A rally by about 1,500 pro-government demonstrators in Odesa was attacked by pro-Russian militants with batons and helmets, leaving many dead and wounded. The militants were later overwhelmed by the protesters, forcing them to retreat to and occupy the Trade Unions House. Whilst defending the building, the militants tossed rocks and Molotov cocktails at the protesters below, and also opened fire upon them.

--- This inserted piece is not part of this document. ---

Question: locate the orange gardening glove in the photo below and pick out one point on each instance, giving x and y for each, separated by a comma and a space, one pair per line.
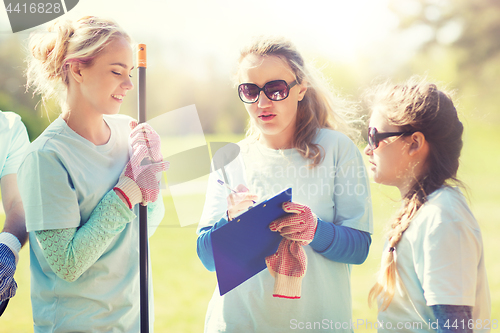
288, 264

Police said at least three people were shot dead and fifteen others were wounded in the clashes, and another thirty-one people died whilst trapped in the burning Trade Unions House.

President Turchynov issued a statement informing that 'armed saboteurs' attempted to cross into Ukraine overnight from Russia, but were pushed back by Ukrainian border troops.
The Federal Security Service's (FSB) border service said information from the Ukrainian side about an alleged attempt by Russian "sabotage groups" to cross into Ukraine from Russia "did not correspond with reality."

=== 4 May ===
Sixty pro-Russian demonstrators stormed the police headquarters at Odesa and released 67 people held in custody over the 2 May's deadly clashes.

=== 8 May ===
A police motorcade carrying pro-Russian detainees was attacked by a lone armed man driving a civilian car at Reshetylivka, Poltava Oblast. Security Service personnel fired back and killed the driver.

=== 11 May ===

Two independence referendums were held in the self-proclaimed republics of Donetsk and Luhansk. In Donetsk, the organizers stated that 89% voted in favour of self-rule, with 10% against, on a turnout of nearly 75%. In Luhansk, the organizers stated that 96.2% voted for separation. These results could not be independently verified.

=== 14 May ===
An explosion in the Ivano-Frankivsk pipeline, in Western Ukraine, was dubbed a "terrorist attack" by Ukrainian authorities.

=== 16 May ===
Two Ukrainian soldiers were injured when their base in Kharkiv Oblast was attacked by pro-Russian militias from Donetsk.

=== 19 May ===
President Turchynov accused the Communist Party of collaborating with separatist insurgents and petitioned the Justice Ministry to ban the party.

=== 25 May ===

- Petro Poroshenko elected as the President of Ukraine (invested 7 June).

== June ==
On 14 June 2014, protesters in Kyiv attacked the Russian embassy and overturned vehicles with diplomatic plates. Ukraine's foreign minister, Andriy Deshchytsia, showed up at the protest and tried to calm down the protesters and convince them that attacking the embassy was a wrong course of action. At one point he was heard agreeing with the protesters' chants, and said "Yes, Putin is a khuilo, yes." ("khuilo" translates roughly to "dickhead"), prompting immediate outrage in Moscow.